Un seul personnage: Gérard Smec, un ingénieur quinquagénaire licencié qui entre dans le circuit de la recherche d’emploi, circuit qui broie les êtres, en fait des numéros de dossier et leur fait perdre espoir. Il fréquente régulièrement le Job Store de sa ville et s’introduit souvent dans le bureau de la directrice sans rendez-vous pour des échanges tendus et stériles.
Gérard Smec se voit seulement proposer des postes dans des entreprises de ménage qu’il refuse, et voit fondre sur lui le moment de sa radiation, qui sera pour lui comme une mise à mort.
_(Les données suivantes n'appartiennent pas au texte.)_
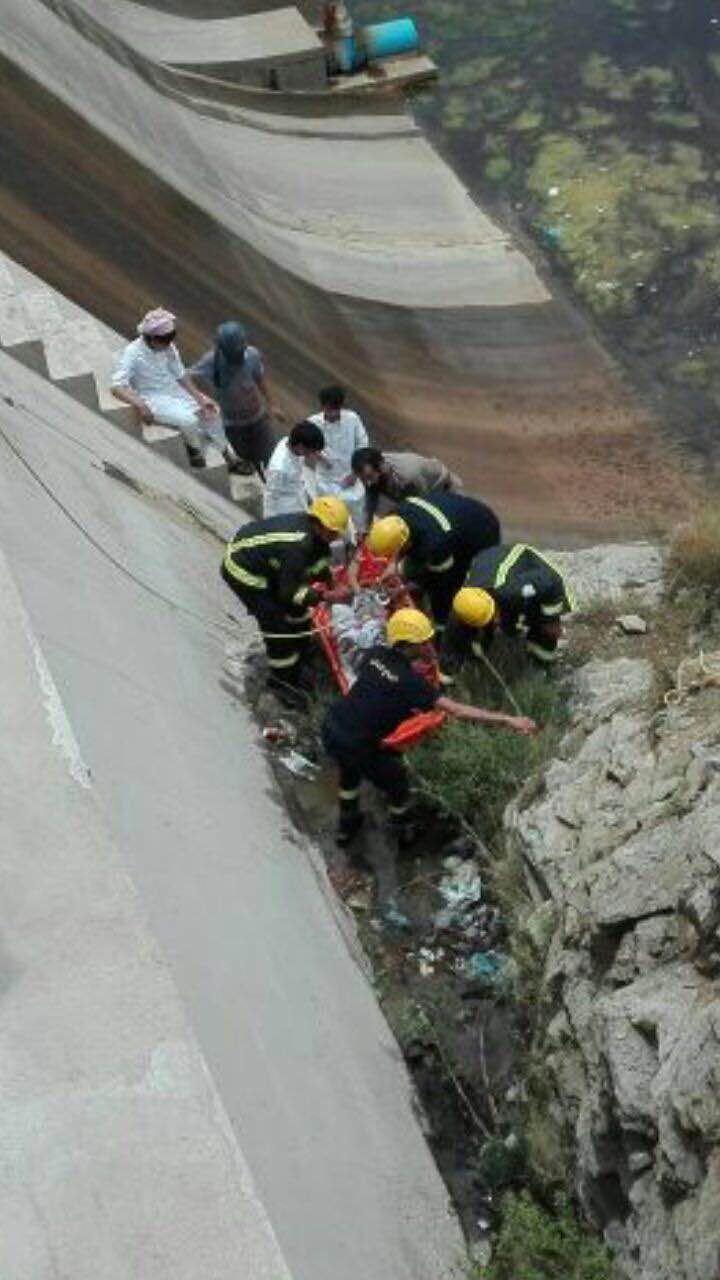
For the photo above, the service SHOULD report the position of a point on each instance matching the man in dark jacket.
(390, 478)
(437, 538)
(272, 565)
(516, 589)
(387, 690)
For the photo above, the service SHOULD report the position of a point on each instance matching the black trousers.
(253, 442)
(383, 768)
(286, 649)
(442, 588)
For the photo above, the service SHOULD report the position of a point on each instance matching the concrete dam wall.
(338, 233)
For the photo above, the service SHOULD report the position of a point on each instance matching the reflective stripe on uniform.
(441, 568)
(507, 563)
(264, 540)
(433, 511)
(241, 575)
(285, 662)
(511, 560)
(540, 653)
Il ne se sent même plus digne de la femme qu’il aime, au point de la troquer contre un objet qui, selon lui, règlera tous ses problèmes.
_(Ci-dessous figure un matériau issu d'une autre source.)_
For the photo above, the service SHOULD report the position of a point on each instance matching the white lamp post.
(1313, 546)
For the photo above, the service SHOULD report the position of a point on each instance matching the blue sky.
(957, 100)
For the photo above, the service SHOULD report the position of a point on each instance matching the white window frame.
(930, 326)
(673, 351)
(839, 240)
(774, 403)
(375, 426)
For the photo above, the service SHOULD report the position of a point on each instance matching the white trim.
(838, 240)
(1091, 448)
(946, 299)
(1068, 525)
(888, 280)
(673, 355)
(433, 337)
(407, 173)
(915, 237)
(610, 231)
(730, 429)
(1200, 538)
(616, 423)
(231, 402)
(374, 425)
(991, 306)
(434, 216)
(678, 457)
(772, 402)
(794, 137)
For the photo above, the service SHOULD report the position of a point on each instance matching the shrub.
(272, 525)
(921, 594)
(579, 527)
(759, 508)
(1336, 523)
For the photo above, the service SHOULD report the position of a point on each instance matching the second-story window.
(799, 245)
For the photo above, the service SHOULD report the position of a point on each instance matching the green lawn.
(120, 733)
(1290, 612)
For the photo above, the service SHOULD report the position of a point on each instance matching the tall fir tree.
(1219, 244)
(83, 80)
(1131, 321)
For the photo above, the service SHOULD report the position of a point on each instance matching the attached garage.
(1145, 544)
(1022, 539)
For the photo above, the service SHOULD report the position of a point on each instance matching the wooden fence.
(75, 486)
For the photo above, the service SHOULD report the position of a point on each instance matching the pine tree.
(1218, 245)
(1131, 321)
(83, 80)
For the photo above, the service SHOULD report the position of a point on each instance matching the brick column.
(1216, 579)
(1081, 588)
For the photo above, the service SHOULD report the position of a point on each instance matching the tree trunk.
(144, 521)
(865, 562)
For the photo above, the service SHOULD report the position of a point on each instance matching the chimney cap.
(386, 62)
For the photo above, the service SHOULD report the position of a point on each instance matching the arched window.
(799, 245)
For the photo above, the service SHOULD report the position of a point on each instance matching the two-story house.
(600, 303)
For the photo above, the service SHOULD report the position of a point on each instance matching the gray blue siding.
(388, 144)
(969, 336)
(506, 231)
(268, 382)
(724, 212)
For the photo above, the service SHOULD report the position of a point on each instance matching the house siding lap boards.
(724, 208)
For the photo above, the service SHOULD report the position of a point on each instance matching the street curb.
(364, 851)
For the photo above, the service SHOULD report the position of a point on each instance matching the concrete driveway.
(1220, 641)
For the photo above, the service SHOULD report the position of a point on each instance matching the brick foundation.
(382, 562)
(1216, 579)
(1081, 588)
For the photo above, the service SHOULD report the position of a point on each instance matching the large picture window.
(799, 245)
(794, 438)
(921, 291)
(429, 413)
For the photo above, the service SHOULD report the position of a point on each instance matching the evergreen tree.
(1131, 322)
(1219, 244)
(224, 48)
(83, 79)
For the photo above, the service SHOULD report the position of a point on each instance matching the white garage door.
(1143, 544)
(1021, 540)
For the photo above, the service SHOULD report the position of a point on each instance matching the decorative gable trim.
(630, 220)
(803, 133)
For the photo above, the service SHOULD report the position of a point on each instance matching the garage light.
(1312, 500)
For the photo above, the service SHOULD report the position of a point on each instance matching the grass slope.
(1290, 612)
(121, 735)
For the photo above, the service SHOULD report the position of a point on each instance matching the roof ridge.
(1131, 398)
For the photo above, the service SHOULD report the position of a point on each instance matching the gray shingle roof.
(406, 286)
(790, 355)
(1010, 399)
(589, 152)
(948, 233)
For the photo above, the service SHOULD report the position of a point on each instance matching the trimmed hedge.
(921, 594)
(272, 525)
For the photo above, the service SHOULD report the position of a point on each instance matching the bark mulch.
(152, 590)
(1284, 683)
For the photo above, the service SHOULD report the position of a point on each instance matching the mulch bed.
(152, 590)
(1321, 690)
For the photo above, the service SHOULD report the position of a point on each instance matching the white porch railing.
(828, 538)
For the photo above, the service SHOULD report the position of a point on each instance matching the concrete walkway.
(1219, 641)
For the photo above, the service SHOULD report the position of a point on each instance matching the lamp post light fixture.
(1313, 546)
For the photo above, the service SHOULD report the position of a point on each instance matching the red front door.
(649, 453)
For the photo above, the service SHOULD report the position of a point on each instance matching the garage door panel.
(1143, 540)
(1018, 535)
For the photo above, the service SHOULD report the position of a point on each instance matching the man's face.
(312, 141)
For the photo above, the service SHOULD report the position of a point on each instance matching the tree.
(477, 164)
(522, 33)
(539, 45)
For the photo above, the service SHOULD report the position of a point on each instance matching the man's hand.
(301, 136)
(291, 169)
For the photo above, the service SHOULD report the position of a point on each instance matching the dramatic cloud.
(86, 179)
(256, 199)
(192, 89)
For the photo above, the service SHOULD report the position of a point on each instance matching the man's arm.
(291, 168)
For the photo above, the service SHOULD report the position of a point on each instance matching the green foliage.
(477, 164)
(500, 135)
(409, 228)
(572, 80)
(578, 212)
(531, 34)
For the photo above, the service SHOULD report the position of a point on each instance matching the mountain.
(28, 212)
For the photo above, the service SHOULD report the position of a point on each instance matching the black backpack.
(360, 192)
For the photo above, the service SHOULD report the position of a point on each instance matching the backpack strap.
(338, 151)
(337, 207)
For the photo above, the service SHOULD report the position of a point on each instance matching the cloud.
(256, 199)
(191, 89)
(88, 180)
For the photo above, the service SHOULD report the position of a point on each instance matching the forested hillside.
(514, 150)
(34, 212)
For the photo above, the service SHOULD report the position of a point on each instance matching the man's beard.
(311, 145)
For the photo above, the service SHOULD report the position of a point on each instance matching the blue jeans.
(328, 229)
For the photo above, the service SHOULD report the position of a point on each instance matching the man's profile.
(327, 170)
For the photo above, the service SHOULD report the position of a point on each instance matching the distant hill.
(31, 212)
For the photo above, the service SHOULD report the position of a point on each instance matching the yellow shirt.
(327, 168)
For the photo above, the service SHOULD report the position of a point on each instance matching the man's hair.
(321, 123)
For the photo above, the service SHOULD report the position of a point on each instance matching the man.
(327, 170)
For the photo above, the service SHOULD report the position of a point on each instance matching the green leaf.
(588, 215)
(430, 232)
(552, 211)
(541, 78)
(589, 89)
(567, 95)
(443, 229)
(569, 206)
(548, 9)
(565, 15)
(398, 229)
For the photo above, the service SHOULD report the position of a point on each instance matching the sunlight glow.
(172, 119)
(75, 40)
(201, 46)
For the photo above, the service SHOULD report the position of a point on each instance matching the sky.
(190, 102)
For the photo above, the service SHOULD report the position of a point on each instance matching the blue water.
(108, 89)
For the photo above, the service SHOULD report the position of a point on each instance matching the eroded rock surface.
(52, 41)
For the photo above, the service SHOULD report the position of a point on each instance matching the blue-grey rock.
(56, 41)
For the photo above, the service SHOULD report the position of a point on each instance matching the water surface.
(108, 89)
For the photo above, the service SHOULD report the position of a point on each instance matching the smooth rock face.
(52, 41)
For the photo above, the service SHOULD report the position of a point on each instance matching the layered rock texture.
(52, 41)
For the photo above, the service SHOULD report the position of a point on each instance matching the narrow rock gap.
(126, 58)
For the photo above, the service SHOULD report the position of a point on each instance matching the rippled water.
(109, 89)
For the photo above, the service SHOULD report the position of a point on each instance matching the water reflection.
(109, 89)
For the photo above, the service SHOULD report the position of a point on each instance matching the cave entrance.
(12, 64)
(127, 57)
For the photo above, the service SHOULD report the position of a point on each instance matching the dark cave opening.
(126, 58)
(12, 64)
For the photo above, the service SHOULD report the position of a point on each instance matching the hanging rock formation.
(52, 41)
Cormann explique comment et pourquoi il a écrit cette histoire : «L’écriture de fiction s’offre en effet comme une possibilité de réinjecter du mouvement (donc de la subjectivité, de la pensée, de l’affect — tous prémisses nécessaires à l’action) dans des représentations figées par l’habitude : nous savons que des gens souffrent, mais nous ne les voyons plus, nous n’y pensons pas, nous ne voulons pas le savoir. Par ailleurs, ces gens, ce ne sont pas des pauvres, des exclus, des asociaux, etc… : c’est nous, c’est moi, c’est toi. Ce sont des femmes, des hommes, jeunes ou vieux, des êtres humains, des concitoyens. Parents, enfants, amants, voisins… ce sont nos semblables : ils pensent, ils désirent, ils aiment, ils angoissent, ils rient et pleurent comme vous et moi. Ce ne sont pas des pions sur un échiquier, des unités dans une statistique, des matricules dans un dossier : ils ont une subjectivité, une histoire, un regard… qui font de chacun d’eux un être unique, un sujet (et non pas un objet) »
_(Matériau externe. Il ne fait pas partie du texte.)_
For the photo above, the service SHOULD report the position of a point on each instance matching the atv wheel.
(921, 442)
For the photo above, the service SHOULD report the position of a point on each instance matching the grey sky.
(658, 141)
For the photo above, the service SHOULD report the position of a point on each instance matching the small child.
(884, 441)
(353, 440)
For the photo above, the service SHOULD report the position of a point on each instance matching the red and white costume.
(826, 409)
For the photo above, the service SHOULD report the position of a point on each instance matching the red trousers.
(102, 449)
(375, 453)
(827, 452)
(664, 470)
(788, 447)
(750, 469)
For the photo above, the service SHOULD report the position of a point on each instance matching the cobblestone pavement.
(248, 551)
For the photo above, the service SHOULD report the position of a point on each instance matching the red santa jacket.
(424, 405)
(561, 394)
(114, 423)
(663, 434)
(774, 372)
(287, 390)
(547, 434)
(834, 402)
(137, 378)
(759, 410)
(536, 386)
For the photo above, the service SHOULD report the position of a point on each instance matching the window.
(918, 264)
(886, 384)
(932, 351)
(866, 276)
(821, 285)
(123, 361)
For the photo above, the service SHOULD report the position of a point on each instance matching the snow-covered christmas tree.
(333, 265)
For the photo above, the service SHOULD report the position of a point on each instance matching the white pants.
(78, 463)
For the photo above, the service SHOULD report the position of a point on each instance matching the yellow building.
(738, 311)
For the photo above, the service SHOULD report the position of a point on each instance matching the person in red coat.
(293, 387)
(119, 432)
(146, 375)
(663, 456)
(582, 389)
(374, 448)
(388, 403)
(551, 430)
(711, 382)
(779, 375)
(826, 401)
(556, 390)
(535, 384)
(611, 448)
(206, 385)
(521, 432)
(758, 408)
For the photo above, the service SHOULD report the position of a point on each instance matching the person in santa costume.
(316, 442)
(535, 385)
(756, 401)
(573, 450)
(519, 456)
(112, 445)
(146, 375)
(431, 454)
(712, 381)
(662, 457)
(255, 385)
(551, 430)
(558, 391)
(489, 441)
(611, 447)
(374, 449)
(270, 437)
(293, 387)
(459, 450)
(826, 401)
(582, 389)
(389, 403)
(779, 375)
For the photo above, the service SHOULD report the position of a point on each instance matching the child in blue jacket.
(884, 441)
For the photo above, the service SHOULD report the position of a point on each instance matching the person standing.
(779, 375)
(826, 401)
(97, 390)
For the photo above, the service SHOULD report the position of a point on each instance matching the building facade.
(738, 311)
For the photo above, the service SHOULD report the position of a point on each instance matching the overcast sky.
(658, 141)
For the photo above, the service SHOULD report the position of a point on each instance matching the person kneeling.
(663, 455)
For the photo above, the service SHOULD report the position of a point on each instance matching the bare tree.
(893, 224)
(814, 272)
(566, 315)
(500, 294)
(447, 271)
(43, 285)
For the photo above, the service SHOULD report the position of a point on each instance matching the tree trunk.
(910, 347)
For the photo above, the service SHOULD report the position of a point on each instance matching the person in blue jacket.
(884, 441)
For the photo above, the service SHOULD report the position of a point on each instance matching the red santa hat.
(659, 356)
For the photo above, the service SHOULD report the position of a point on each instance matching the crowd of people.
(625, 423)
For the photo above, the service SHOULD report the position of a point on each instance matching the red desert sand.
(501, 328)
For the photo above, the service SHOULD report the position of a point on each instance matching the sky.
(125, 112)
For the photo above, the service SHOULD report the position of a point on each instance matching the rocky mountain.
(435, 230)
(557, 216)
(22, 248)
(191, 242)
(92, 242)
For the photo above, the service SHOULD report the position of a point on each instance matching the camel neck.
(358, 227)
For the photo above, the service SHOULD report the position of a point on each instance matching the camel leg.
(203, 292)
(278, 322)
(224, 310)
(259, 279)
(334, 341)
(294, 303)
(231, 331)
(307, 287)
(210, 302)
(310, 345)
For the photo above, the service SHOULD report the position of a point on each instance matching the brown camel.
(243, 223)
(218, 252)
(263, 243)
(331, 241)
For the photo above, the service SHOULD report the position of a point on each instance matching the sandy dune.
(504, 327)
La mise en scène de Philippe Delaigue est d’une finesse comparable à l’écriture d’Enzo Cormann il y a disposée autour de lui une série de haut-parleurs, renforçant l’impression de souricière vécue par Gérard Smec. L’habillage sonore et musical, imaginé et parfaitement diffusé par Philippe Giordani, possède des sons aussi gris et aveuglants que la ligne de néon pointée vers nous, et son unité avec le jeu de l’acteur, relève de l’ excellence.
L’ensemble très cohérent, se déroule pour le public comme un lent cauchemar: Enzo Cormann incarne un Gérard Smec bouleversant, chevrotant, comme une bête blessée imprévisible et déterminée. Nous vivons et ressentons l’étau où il entre progressivement et où il va commettre l’irréparable. Un solo, coup de poing, qui, grâce aussi à l’univers musical de Philippe Giordani, est une heure de théâtre très fort…
Julien Barsan
Théâtre de l’Alizé à 18h jusqu’au 27 juillet.